I go on to explain that what this means to their organization is that when Onstage starts selling in their market, we literally call every local business. Obviously we are calling about advertising in the program books. But what we also are telling these local business owners is the story about their particular performing arts organization and the great line up for the upcoming season. And lots of times, this leads to these business owners wanting to do something more with their local arts organization than just advertising in the program book. A lot of these businesses are hearing their local performing arts organization’s story for the first time and are interested in becoming more involved via sponsorships, donations or something more. Our program book reps are trained to then give this information to our Vice President of Sales, who then contacts the development department and gives them a super-hot lead for a sponsorship, donation or much more! Therefore, when a performing arts organization partners with Onstage Publications to do their program books, they’re also getting another fund raising channel.

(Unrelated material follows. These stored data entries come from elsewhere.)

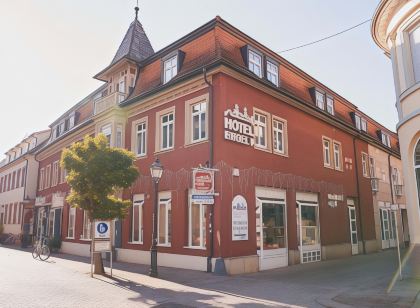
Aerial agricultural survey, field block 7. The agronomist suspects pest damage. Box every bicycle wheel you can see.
[32,246,39,259]
[39,246,50,261]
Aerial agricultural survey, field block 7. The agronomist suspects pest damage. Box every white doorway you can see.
[296,193,321,263]
[348,206,359,255]
[256,187,288,270]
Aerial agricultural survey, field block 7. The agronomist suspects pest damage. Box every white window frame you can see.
[163,55,178,84]
[190,101,208,143]
[81,211,92,241]
[322,136,333,168]
[130,194,144,244]
[131,117,148,157]
[326,95,335,115]
[51,160,58,186]
[157,192,172,246]
[271,116,288,156]
[266,60,279,87]
[315,90,325,110]
[254,108,271,150]
[333,140,343,171]
[155,106,175,152]
[248,49,263,78]
[67,207,76,239]
[362,152,369,178]
[188,195,207,249]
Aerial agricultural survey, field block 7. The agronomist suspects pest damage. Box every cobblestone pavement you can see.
[0,247,420,307]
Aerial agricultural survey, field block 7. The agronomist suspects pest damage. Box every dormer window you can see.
[267,60,279,86]
[381,131,391,148]
[248,50,262,78]
[315,90,325,110]
[163,55,178,83]
[353,113,367,133]
[327,95,334,115]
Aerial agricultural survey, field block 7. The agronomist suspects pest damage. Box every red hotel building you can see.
[36,10,399,274]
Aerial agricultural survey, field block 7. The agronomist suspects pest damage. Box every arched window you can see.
[414,140,420,204]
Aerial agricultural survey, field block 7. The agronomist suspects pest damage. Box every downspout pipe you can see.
[353,137,366,254]
[203,67,214,273]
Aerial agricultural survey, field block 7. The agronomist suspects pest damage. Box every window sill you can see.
[156,244,171,247]
[273,150,289,157]
[184,246,206,250]
[184,139,209,148]
[154,147,175,154]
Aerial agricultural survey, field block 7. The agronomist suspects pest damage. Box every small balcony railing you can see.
[370,178,379,192]
[94,92,125,114]
[394,184,403,197]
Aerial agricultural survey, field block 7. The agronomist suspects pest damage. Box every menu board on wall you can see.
[232,195,248,241]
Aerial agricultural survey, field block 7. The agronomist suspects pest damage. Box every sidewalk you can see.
[3,245,420,307]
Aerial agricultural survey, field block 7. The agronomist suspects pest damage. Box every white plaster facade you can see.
[371,0,420,244]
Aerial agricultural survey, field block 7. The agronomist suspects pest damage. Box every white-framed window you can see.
[188,198,206,248]
[67,207,76,238]
[408,26,420,83]
[369,156,376,179]
[381,132,391,147]
[160,112,175,150]
[48,210,55,238]
[115,124,123,148]
[82,211,92,240]
[315,91,325,110]
[51,160,58,186]
[39,168,45,190]
[248,50,262,78]
[157,192,172,246]
[163,55,178,83]
[130,194,144,243]
[44,164,51,188]
[273,117,287,154]
[101,124,112,146]
[362,152,369,177]
[322,137,332,167]
[254,112,268,149]
[191,101,207,142]
[267,61,279,86]
[327,95,334,115]
[333,141,343,170]
[135,120,147,156]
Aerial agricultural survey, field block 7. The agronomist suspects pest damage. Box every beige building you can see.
[371,0,420,244]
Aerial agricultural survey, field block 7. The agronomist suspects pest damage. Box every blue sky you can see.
[0,0,397,155]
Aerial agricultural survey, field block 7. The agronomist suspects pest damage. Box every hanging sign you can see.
[224,104,255,146]
[193,169,214,195]
[95,221,111,239]
[232,195,248,241]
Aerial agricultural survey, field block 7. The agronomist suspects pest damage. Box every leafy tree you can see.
[60,134,139,274]
[60,134,139,220]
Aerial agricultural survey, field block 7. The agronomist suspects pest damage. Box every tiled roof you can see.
[110,19,154,65]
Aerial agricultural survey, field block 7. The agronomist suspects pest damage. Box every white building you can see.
[371,0,420,244]
[0,130,50,235]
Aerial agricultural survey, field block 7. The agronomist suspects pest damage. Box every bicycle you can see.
[32,238,51,261]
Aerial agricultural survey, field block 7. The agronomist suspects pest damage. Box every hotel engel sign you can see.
[224,104,255,146]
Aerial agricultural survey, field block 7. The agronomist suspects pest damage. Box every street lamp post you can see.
[149,158,163,277]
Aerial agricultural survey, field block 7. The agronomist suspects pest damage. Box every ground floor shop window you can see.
[82,211,92,240]
[297,195,321,263]
[130,194,144,243]
[67,207,76,238]
[189,201,206,247]
[157,192,172,246]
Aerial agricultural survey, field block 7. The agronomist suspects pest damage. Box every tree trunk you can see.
[93,252,105,275]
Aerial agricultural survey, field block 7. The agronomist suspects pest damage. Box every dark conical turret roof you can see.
[110,12,155,65]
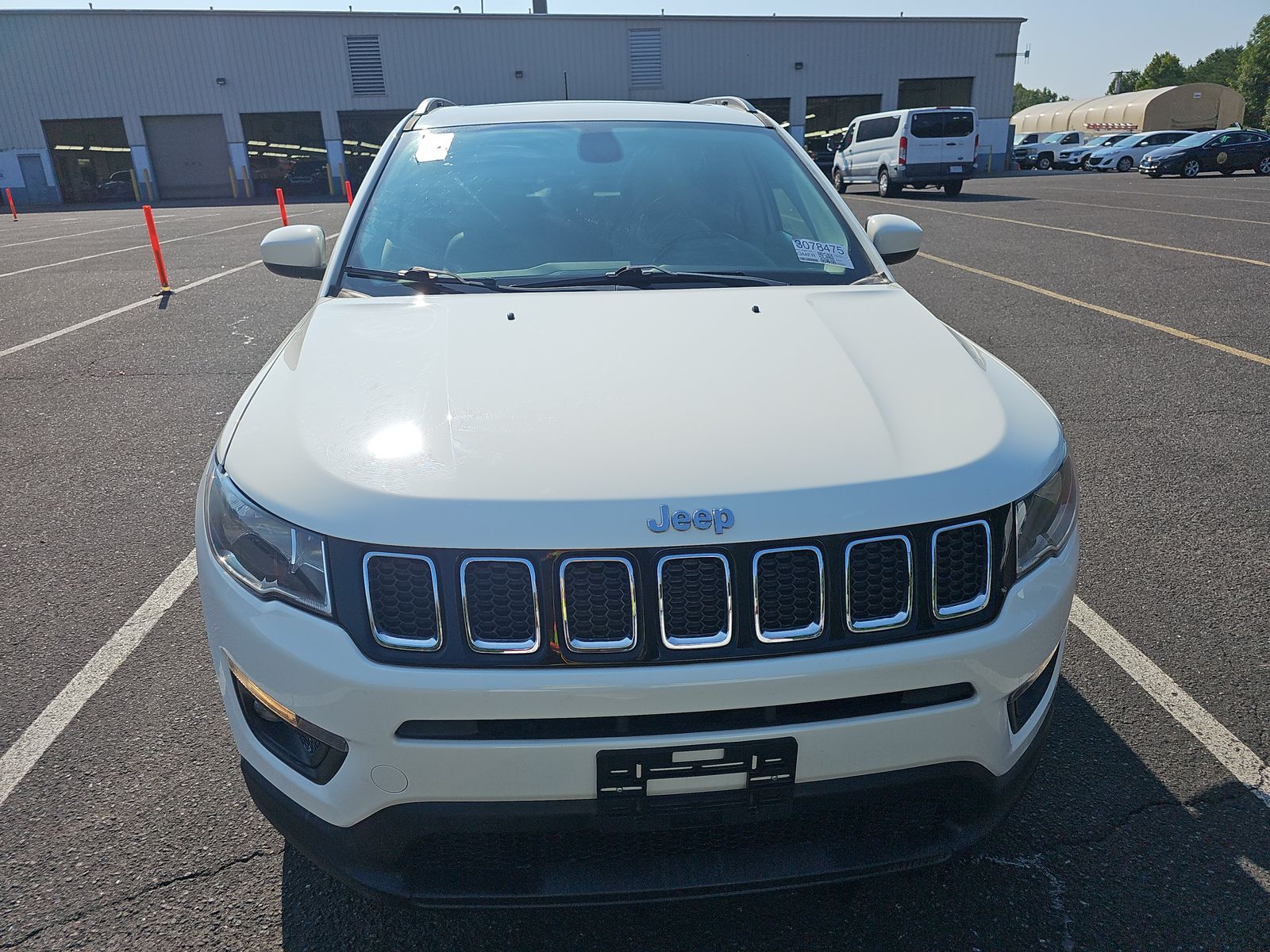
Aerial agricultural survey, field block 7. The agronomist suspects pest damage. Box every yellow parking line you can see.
[917,251,1270,367]
[847,195,1270,268]
[1031,198,1270,227]
[979,179,1270,205]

Unfortunately, lots of times this goes on deaf ears, and when we attempt to give a sponsorship, or donation lead to the development department, they sometimes don’t even know who we are or what we do! And although this is somewhat heart-breaking, it is understandable because it’s the same old story with every non-profit organization—they’re stretched thin, they have limited resources, and communication often gets lost in the mix of things. I like to think that the only reason this may be is because the development department probably was never briefed on what our company is doing for their organization. And this is why they are perhaps taken aback. But as Stephen quotes Gail Perry “If someone who gathers data or fills out grant applications believes they are the organization’s exclusive fund-raisers, retrain or expel them.” Now I’m not advocating for anyone’s head to roll, but I would strongly advocate for at least retraining the “old school, silo” mentality.
But don’t get me wrong, the majority of our clients embrace this “fund raising” from us (yes, their vendor) and in some cases it has had a huge impact on their organization.
I admire Stephen’s seeming entrepreneurial spirit. You don’t see this a lot in the non-profit world. I don’t know Stephen personally and I am only surmising this entrepreneurial spirit because of his citations from Inc. magazine, Tom Peters, and Gary Vaynerchuk. Anyone who sites from these sources surely is not thinking like your typical non-profit. I only wish more non-profit performing arts organizations had the same entrepreneurial spirit as Stephen. Good Selling, and thank you Stephen!